Two-stage genome-wide methylation profiling in childhood-onset Crohn's Disease implicates epigenetic alterations at the VMP1/MIR21 and HLA loci

Abstract

Background: As a result of technological and analytical advances, genome-wide characterization of key epigenetic alterations is now feasible in complex diseases. We hypothesized that this may provide important insights into gene-environmental interactions in Crohn's disease (CD) and is especially pertinent to early onset disease.

Methods: The Illumina 450K platform was applied to assess epigenome-wide methylation profiles in circulating leukocyte DNA in discovery and replication pediatric CD cohorts and controls. Data were corrected for differential leukocyte proportions. Targeted replication was performed in adults using pyrosequencing. Methylation changes were correlated with gene expression in blood and intestinal mucosa.

Results: We identified 65 individual CpG sites with methylation alterations achieving epigenome-wide significance after Bonferroni correction (P < 1.1 × 10(-7)), and 19 differently methylated regions displaying unidirectional methylation change. There was a highly significant enrichment of methylation changes around GWAS single nucleotide polymorphisms (P = 3.7 × 10(-7)), notably the HLA region and MIR21. Two-locus discriminant analysis in the discovery cohort predicted disease in the pediatric replication cohort with high accuracy (area under the curve, 0.98). The findings strongly implicate the transcriptional start site of MIR21 as a region of extended epigenetic alteration, containing the most significant individual probes (P = 1.97 × 10(-15)) within a GWAS risk locus. In extension studies, we confirmed hypomethylation of MIR21 in adults (P = 6.6 × 10(-5), n = 172) and show increased mRNA expression in leukocytes (P < 0.005, n = 66) and in the inflamed intestine (P = 1.4 × 10(-6), n = 99).

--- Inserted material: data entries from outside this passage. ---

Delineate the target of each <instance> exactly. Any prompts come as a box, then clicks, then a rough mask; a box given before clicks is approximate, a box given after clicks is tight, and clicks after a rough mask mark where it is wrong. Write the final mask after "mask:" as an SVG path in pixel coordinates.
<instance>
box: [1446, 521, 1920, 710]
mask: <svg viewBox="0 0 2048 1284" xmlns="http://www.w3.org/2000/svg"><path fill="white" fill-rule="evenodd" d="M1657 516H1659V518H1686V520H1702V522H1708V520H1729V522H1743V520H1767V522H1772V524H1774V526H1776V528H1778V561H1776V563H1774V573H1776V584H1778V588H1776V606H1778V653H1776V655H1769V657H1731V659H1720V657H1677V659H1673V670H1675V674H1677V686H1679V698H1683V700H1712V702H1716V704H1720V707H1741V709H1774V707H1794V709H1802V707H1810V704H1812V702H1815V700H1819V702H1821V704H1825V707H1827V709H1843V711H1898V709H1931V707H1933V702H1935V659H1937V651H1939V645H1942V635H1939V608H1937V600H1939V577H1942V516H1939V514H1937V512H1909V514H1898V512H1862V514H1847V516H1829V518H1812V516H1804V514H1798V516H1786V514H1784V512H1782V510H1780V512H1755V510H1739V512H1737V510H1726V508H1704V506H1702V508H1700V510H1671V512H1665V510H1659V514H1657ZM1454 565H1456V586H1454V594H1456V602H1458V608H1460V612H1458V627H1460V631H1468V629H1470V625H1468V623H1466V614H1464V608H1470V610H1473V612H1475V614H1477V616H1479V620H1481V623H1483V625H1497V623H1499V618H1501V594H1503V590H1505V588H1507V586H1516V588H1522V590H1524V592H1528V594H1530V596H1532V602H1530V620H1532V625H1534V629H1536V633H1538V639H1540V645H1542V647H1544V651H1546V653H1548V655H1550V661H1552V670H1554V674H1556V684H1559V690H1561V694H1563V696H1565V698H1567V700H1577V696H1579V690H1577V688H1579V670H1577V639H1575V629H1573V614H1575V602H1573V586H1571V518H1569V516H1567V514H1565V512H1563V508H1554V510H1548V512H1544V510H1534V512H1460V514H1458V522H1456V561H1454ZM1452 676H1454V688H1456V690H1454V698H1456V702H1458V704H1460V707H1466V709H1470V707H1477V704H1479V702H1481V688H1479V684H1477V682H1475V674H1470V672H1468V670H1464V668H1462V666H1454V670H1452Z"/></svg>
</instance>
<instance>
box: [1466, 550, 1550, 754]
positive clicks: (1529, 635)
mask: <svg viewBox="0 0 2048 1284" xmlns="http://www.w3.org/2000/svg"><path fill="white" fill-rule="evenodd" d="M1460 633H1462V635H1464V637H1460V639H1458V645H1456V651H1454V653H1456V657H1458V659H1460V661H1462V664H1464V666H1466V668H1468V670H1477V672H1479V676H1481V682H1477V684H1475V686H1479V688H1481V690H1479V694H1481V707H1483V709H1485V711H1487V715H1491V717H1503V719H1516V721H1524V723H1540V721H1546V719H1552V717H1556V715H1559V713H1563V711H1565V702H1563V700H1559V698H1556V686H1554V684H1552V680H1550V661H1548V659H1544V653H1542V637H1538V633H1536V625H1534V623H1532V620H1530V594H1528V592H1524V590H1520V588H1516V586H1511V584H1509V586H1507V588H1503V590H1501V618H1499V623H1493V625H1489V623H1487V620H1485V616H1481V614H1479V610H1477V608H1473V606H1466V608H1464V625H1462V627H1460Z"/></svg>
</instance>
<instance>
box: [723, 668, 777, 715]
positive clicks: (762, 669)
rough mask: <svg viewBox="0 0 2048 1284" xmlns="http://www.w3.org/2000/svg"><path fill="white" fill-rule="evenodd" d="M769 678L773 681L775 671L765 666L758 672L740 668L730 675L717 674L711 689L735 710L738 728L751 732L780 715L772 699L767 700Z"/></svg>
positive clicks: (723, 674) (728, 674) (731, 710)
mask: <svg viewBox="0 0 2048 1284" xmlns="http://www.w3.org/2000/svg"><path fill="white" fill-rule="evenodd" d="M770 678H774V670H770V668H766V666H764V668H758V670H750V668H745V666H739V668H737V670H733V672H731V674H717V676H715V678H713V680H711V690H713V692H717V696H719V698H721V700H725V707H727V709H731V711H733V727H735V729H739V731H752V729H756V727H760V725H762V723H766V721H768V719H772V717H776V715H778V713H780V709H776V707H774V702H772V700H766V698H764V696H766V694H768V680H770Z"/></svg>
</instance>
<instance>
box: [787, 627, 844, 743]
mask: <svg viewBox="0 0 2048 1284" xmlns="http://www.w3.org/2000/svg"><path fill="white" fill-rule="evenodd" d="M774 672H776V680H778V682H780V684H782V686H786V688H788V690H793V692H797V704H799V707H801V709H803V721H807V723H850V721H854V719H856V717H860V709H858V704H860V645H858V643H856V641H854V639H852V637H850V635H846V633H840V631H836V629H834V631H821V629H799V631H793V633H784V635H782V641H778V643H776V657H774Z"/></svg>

Conclusions: We demonstrate highly significant and replicable differences in DNA methylation in CD, defining the disease-associated epigenome. The data strongly implicate known GWAS loci, with compelling evidence implicating MIR21 and the HLA region.

FIGURE 1

A, Schematic representation of study design, n = ratio of CD samples to control samples. B, Log fold-change (log₂ mean methylation in CD/mean methylation in controls) for all probes with nominally significant (uncorrected P < 0.05, n = 3620) methylation changes in both pediatric cohorts. Data are binned; colors of shorter wavelength indicate higher frequency. C, A 50 kb of genomic regions are more likely to contain GWAS SNPs for IBD or CD if they also contain more significant disease-associated methylation changes (P = 3.66 × 10⁻⁷). D, Manhattan plot of disease-associated methylation changes; horizontal line corresponds to significance after Bonferroni correction.

FIGURE 2

A, Separation by diagnosis is achieved by plotting beta values for combinations of 2 Illumina 450k probes with significant disease-associated methylation changes in the discovery cohort. Beta values for both discovery (open) and replication (filled) cohorts are shown. Area under the curve for the model based on each probe combination shown in the top right of each panel. B, Replication of disease-associated methylation changes in 7 significant probes by pyrosequencing in 40 adults. HC, healthy controls.

FIGURE 3

Schema for the selection of targets for further study, showing examples and total numbers for each set. GWAS risk loci correspond to all CD and IBD results from recent GWAS meta-analysis, inclusion within epigenome-wide significance and differentially methylated regions sets based on individual probe significance surviving Bonferroni correction, and being identified as a DMR by the modified ChAMP algorithm, respectively (Methods). VMP1/MIR21 shown at the intersection of all 3 sets.

FIGURE 4

A, The significance of disease-associated methylation changes in all Illumina 450k probes in VMP1. A schematic representation of the gene is overlaid (bars represent exons, lines represent introns), the height of which corresponds to a Bonferroni corrected P < 0.05. B, Expanded view of the 3′ end of VMP1 in (A), with MIR21 primary transcript (line) and mature MIR21 (bar) plotted below. C, Beta values for each sample, colored by diagnosis, at all Illumina 450k probes across VMP1 (excluding the unmethylated 5′ CpG island). Background shading highlights probes contained in the DMR.

FIGURE 5

A, Replication of VMP1/MIR21 hypomethylation at cg16936953 by pyrosequencing of the same region in 172 adults. B, Increased leukocyte MIR21 primary transcript in CD measured by qPCR (n = 66). C, Microarray data showing significantly increased pri-miR-21 mRNA in response to inflammation in CD and UC. VMP1 increased in CD, but not UC or control.